4.7. Accession Number

The raw sequencing data obtained in this study were submitted to the Sequence Read Archive (SRA) database under accession number SUB13822657. The sequences were released on 8 September 2023.

4.8. Real-Time PCR Validation of RNA Reads

cDNA was synthesized using TaqMan miRNA Reverse Transcription Kit according to manufactures instructions and using Inventoried probes purchased in Life Technology (gga-miR-2954 Assay ID—243071, gga-miR-3533—Assay ID—242980_mat, gga-miR-7—Assay ID—000386, gga-miR-1664-5p Assay ID—007313_mat). Briefly the procedure involved poly(A) tail 3′ end generation followed by adaptor ligation at miRNA’s 5′ end. Then, the universal primers were used to perform reverse transcriptase reaction for all of the miRNAs. Real-time PCR was carried out using TaqMan^® Universal Master Mix II, and miRNA expression was evaluated in the 7500 fast system Real-Time PCR System (Applied Biosystems, Foster City, CA, USA). The LSM6 gene (Life Technology, Assay ID—Gg03321755_m1) was used as an endogenous control to normalize miRNA expression. The samples were run in duplicate. The 2^−ΔΔCt method was used to calculate the expression level of four selected miRNAs, which were then expressed as the fold change in gene expression.
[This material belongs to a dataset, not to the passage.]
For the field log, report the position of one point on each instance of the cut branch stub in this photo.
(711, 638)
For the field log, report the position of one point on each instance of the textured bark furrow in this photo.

4.9. Statistical Analysis of qRT-PCR

Statistical analysis was performed in Statistica 13.3 software (TIBCO Software Inc. Palo Alto, CA, USA. The Kruskal–Wallis or the Mann–Whitney test was used to evaluate the differences between continuous variables.

5. Conclusions

Our studies identified miRNAs that were differentially expressed during CAstV infection in chickens. The applied bioinformatics analysis made it possible to select the molecular pathways activated after the virus enters the host cells. The target genes for these specific miRNAs were predicted to include genes mainly involved in the regulation of cellular processes and immune responses. These data will be helpful in elucidating the mechanism underlying CAstV infection as well as the host-viral response in relation to miRNA expression. However, further studies should be undertaken to determine miRNA expression in larger study groups and at different time intervals after virus entry. This would provide an in-depth understanding of the molecular pathogenesis in chickens during CAstV infection.